Why is Rust's build system uniquely hard to use?
This post will assume you have watched https://www.youtube.com/watch?v=oUIjG-y4zaA. You may also find it helpful to read https://rustc-dev-guide.rust-lang.org/building/bootstrapping.html#stages-of-bootstrapping, but I won't assume prior knowledge of the information there.
Why is bootstrap confusing?
People get confused by Rust's build system a lot. I have been trying for a while to figure out what makes Rust uniquely hard here, as a lot of the people who are confused are experienced compiler engineers who have used staged compilers in the past. Here are some theories I have.
Is "stage 0" is uniquely confusing?
What do other compilers call "stage 0"?
https://gcc.gnu.org/install/build.html refers to a "3-stage" build, and names the stages "stage1", "stage2", "stage3". It also references a "native compiler". As far as I can tell, "native compiler" corresponds to what Rust calls "stage 0", and stage 1/2/3 are all exactly equivalent, i.e:
- stage0 is a pre-existing compiler, which is assumed to already exist (or in rust's case, a downloaded beta compiler).
- stage1 is the sources from latest master, built by stage0, and has a different ABI from stage2 and stage3.
- stage2 is the same sources, built by stage1.
- stage3 is byte-for-byte identical with stage2, only useful for verifying reproducible builds.
https://llvm.org/docs/AdvancedBuilds.html#bootstrap-builds says "In a simple two-stage bootstrap build, we build clang using the system compiler, then use that just-built clang to build clang again." which again seems to match GCC and Rust.
https://gitlab.haskell.org/ghc/ghc/blob/master/hadrian/README.md#staged-compilation seems to match GCC, Clang, and Rust.
Why would "stage 0" be confusing?
Maybe treating this as "just" another stage, rather than naming it "native compiler" or "system compiler", is confusing. That alone seems unlikely though; "0" at least to me seems like a good indication that it's not being built from source. So renaming stage 0 to "bootstrap compiler" or "pre-compiled compiler", while helpful, seems unlikely to clear up the confusion.
Is building the standard library confusing?
What do other compilers do?
GCC and Clang do not build their standard libraries from source. Instead, they use the same dynamically linked system standard library for all stages, including the "stage 0" or "system compiler" stage.
(As an aside, that's horrifying, C doesn't have a standardized ABI and so this can cause miscompilations even if there are no bugs in the standard library or gcc itself: https://faultlore.com/blah/c-isnt-a-language/#c-doesnt-actually-have-an-abi)
GHC does build its standard library from source. It has two parts to its standard library:
GHC.Base
, which can only be compiled by exactly one version of GHC. This is a runtime, analogous tocrt0.o
orstd::rt
.- Everything else in the
GHC.*
namespace. This can be compiled by any version of GHC.
What does Rust do?
Rust also builds its standard library from source. It has three parts:
core
alloc
std
All three can be built by exactly two versions of rustc
:
- The previous beta compiler.
- The in-tree sources, versioned in the same git repo.
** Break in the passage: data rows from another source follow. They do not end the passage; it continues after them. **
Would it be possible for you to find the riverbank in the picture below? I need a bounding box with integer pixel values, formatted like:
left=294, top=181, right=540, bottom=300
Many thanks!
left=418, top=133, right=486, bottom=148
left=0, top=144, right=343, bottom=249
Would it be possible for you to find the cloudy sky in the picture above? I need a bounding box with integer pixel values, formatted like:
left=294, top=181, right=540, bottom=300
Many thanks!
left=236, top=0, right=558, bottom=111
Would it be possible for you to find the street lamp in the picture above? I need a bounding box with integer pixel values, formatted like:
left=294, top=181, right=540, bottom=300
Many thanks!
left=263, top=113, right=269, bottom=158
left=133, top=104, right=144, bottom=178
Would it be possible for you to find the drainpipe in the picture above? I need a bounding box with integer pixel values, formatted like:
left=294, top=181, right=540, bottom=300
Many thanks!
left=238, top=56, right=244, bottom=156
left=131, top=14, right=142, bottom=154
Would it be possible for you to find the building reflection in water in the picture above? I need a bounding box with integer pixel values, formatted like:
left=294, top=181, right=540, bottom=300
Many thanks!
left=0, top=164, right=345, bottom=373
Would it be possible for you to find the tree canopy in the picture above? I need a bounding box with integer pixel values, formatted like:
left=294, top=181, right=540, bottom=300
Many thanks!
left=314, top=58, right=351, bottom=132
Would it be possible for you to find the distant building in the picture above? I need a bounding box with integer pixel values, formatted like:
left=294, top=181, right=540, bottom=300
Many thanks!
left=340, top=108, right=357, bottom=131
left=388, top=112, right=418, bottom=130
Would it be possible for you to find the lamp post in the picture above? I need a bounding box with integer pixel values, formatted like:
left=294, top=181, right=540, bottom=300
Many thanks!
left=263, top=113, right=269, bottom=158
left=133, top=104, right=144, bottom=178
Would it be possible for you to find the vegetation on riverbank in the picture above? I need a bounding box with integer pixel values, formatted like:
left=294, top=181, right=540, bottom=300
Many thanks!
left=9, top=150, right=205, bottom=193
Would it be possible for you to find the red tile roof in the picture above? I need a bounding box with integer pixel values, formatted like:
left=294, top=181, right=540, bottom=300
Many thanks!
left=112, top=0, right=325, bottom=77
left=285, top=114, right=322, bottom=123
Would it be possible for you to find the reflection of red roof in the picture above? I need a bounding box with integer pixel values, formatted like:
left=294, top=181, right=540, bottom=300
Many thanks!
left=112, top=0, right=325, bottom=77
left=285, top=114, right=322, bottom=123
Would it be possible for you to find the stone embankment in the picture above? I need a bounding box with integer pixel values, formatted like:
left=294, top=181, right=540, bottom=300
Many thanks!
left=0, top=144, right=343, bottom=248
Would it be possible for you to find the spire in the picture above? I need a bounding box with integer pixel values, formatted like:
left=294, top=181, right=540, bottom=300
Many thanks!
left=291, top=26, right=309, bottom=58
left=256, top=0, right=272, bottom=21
As discussed in my RustConf talk, they distinguish the two with cfg(bootstrap)
; when set, we're using beta, when unset, we're using the in-tree sources.
Why would this be confusing?
Having to support two versions of the compiler seems to be unique to Rust's standard library. C bypasses the question altogether by not having language intrinsics in the standard library and supporting any compiler version; Haskell only requires one version of the compiler to be supported.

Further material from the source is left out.